|Above: From left, Glendon Principal Kenneth McRoberts; David Wright, former Canadian ambassador to NATO; James Appathurai, NATO spokesperson; and Stanislav Kirschbaum, chair of Glendon’s Department of International Studies|
Guests at Glendon’s annual John W. Holmes Memorial Lecture received a fascinating sneak preview of what could unfold at the NATO summit in Lisbon, Portugal, this weekend.
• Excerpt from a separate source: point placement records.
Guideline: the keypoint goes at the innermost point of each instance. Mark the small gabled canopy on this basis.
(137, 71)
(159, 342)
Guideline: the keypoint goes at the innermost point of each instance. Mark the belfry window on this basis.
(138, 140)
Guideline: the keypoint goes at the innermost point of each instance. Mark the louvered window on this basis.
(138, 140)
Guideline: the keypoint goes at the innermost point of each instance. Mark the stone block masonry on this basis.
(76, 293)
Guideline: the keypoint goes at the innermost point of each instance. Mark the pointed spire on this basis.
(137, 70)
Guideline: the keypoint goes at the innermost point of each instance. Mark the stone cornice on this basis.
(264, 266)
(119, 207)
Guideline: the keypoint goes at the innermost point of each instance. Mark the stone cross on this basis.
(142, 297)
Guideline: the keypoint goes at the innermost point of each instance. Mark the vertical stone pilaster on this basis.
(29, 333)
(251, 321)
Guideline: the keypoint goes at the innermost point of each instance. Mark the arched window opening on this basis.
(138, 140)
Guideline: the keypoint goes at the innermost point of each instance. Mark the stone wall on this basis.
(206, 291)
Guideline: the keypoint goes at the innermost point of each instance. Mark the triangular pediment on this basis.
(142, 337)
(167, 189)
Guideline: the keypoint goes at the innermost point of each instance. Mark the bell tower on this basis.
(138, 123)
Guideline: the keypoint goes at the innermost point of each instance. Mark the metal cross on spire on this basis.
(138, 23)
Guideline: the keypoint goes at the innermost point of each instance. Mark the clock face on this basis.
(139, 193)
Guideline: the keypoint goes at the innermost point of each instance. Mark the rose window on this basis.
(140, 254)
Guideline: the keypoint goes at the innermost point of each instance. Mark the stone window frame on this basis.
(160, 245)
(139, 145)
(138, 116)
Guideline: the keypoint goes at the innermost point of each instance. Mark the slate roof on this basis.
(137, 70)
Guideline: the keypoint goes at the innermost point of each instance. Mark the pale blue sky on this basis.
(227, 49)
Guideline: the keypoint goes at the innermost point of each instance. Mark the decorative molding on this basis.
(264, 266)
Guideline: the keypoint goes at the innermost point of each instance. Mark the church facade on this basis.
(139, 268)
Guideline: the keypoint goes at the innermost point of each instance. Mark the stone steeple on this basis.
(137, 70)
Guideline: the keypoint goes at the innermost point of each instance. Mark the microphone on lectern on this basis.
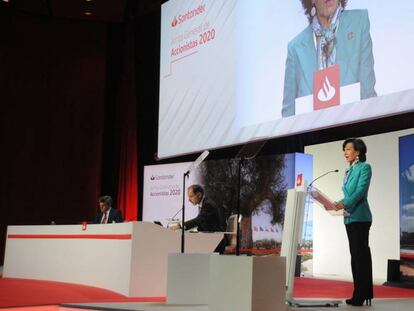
(324, 174)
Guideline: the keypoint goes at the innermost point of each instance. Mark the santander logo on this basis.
(174, 22)
(327, 92)
(181, 18)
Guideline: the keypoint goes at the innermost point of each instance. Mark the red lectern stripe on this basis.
(71, 236)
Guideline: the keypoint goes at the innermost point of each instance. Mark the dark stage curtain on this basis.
(128, 161)
(52, 88)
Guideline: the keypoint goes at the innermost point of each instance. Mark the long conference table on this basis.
(128, 258)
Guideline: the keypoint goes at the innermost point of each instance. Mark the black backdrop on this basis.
(60, 122)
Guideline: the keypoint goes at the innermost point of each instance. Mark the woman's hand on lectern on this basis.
(339, 205)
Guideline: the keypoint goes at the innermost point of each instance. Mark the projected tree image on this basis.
(262, 180)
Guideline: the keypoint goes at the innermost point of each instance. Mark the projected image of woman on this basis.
(333, 36)
(359, 219)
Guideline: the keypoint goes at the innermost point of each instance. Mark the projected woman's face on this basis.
(325, 9)
(350, 153)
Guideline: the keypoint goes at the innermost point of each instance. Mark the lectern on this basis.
(292, 233)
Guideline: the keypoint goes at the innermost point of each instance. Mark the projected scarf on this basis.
(326, 40)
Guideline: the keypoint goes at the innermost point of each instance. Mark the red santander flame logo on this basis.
(326, 92)
(174, 22)
(299, 180)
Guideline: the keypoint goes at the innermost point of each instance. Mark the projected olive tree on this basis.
(261, 179)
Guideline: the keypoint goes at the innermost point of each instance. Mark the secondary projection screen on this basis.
(234, 71)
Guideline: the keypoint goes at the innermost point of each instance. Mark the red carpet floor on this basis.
(18, 292)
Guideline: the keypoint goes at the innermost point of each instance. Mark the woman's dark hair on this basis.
(359, 146)
(307, 6)
(197, 189)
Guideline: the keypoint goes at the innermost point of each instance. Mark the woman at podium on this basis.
(358, 222)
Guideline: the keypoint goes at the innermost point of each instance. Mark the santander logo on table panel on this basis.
(181, 18)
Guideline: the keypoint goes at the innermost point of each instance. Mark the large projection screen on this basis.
(226, 74)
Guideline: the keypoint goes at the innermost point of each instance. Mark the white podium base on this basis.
(231, 283)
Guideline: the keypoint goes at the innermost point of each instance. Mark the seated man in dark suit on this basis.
(107, 213)
(210, 217)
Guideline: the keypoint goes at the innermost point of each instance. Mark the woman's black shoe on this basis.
(349, 301)
(359, 302)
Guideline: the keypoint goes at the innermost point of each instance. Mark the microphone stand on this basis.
(310, 185)
(186, 174)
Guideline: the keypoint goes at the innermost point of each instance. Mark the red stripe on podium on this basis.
(71, 236)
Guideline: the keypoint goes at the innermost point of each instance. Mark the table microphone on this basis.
(333, 171)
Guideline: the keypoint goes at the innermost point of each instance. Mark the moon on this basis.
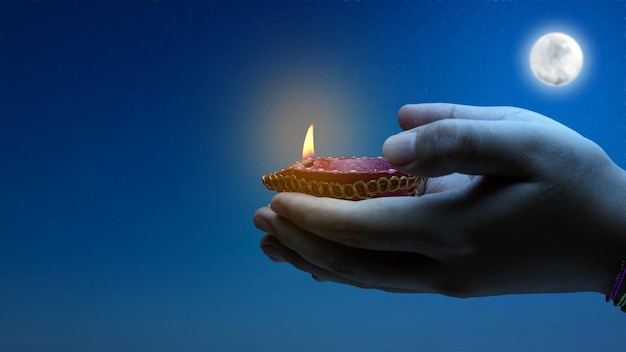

In his Nov. 4 address in Glendon Hall, James Appathurai, the official NATO spokesperson, outlined the current challenges facing the international political and military alliance. He predicted “a real moment of transition in terms of our relations in international security,” particularly regarding Russia and a proposed missile defence system, a solution to one of several current threats he described in his remarks.
Right: James Appathurai
Appathurai outlined three main challenges facing the Western world in what he called the “post-post-cold war” period: state instability, cyber attacks on national computer systems and threats to the world economy and security, such as competition for scarce resources, principally water and oil.
Although he said the prospect of a conventional military threat to the member nations of NATO was growing increasingly small, Appathurai cautioned that state instability, caused by disputes within nations such as Pakistan and Afghanistan, is presenting a threat to global security. Many of those nations – 32 of them at last count – are developing ballistic missiles that could threaten Europe, he said.
Appathurai also outlined recent threats to the world’s computer systems. “Cyber attacks used to be a science fiction sort of story, but now they are frequent, organized and costly. There are literally millions of attacks every week against Western governments. These attacks can take down power grids, they can take down air traffic control, they can shut down the banks, they can shut down government services and, of course, they can affect private industry and therefore the economy.”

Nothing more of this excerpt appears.